Sunday, August 22, 2010

Living in a bubble

Morgan Stanley’s Gerard Minack aptly uses the phrase ‘living in a bubble’ as the title of his research note about Australia’s housing market. Minack’s conclusion is that Australian housing is overvalued, but he sees prolonged stagnation rather than a dramatic pop of the price bubble - I expect that the real returns on residential investment will be negative over the next decade.

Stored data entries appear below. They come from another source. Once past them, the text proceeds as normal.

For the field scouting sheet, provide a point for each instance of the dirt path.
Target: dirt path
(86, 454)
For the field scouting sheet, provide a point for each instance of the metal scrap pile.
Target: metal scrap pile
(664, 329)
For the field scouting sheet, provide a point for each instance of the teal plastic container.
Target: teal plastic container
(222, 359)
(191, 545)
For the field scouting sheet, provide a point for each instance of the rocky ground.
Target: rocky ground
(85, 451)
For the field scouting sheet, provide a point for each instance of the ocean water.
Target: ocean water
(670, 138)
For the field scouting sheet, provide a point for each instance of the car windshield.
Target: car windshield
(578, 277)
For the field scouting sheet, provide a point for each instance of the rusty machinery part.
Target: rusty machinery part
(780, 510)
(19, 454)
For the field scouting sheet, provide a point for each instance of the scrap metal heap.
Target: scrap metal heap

I want to highlight a few key charts from the research note. The first is a comparison of prices to rents, showing a massive increase above the long run average since 2000 (I believe this figure is price divided by annual gross rent divided by 100). One could call on interest rates as an explanation, but mortgage interest rates have actually been increasing over much of that period.
The second chart is a comparison of the value of the housing stock to household income, which further supports this claim that home prices are 30-40% above average levels.
The next chart is one that compares the share of household debt by income level. One of the RBA’s claims has been that Australia’s housing market is stable because most debt is held by high income earners - ...our assessment is that the increase in debt has broadly been concentrated in the hands of those generally more able to service it.  This is identical the the US situation in 2007.
 
The next interesting chart shows the degree of speculation embodied in market prices for housing. There was a strong change around 2000 where losses being made by property began to increase.  This is not attributed to rising costs, but to rising prises. Gross rents and costs follow a very stable trend, while interest costs, due to higher prices, lead to the current extremes of negative gearing losses. Minack highlights the boom in number of negatively geared property owners, further supporting Leith van Onselen's findings on negative gearing - negative gearing cost the Government around $2.6 billion in foregone tax revenue in 2007/08, meaning that average Australians are massively subsidising property investors.
The housing undersupply and shortage myth (that somehow high prices are the result of poor government planning and delayed infrastructure provision) is exposed by the following graph. If such supply side constraints really could explain prices, we would expect to see city prices climbing much more than in regional areas. Alas, this is not the case, with almost identical price gains in the past 15 years.
Finally, a graph that makes the point that when it comes to house prices, what goes up normally comes down.